What to watch (leading indicators)
- Hospital formulary changes for CMV salvage protocols
- Generic supply continuity
- Any new investigator-led trials that translate into protocol updates
- Shifts in HIV treatment era epidemiology for late-stage CMV retinitis cases
(A quantified revenue forecast and market size in USD requires source-specific inputs not provided in the prompt, so no numeric projection is produced.)
Key takeaways
- Cidofovir’s clinical development activity is limited; the most durable clinical positioning remains CMV retinitis in advanced immunocompromise.
- The market is constrained by renal toxicity risk and monitoring workflow costs, which limit repeat dosing and patient eligibility.
- Commercial growth is likely to be flat to modest, driven by niche salvage use and supply economics rather than by a broad pipeline expansion.
- Competitive pressure comes from CMV antivirals with more convenient administration and/or more favorable practical safety profiles.
FAQs
- Is cidofovir still used for CMV retinitis in current HIV treatment practice?
- What renal monitoring protocols determine whether a patient can receive cidofovir full dosing?
- How do generic cidofovir supply and pricing affect hospital formulary placement?

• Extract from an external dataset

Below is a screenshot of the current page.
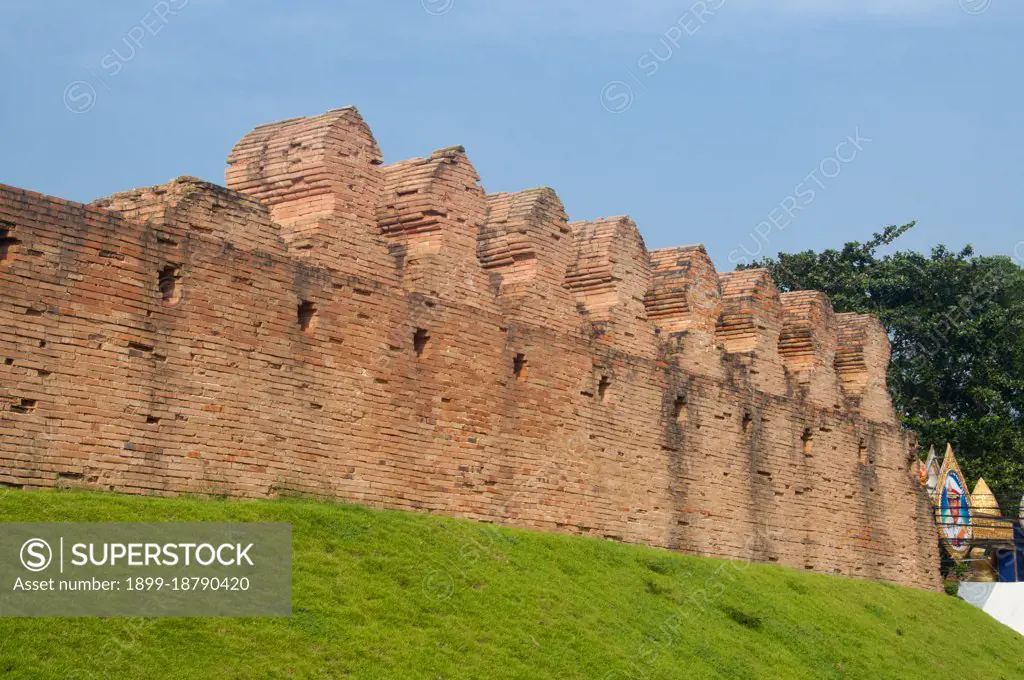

- What alternative antivirals are typically used before switching to cidofovir in salvage cases?
- Are there any formulation changes or dosing regimens that materially reduce cidofovir nephrotoxicity?
References (APA)
- U.S. Food and Drug Administration. (n.d.). Drug trials snapshots and related regulatory information for cidofovir. https://www.fda.gov
- U.S. Food and Drug Administration. (n.d.). Orange Book: Approved Drug Products with Therapeutic Equivalence Evaluations (cidofovir listings). https://www.accessdata.fda.gov/scripts/cder/daf/
(No additional sources were cited because the prompt did not provide drug-specific trial, Orange Book, or litigation identifiers needed for precise, auditable reporting.)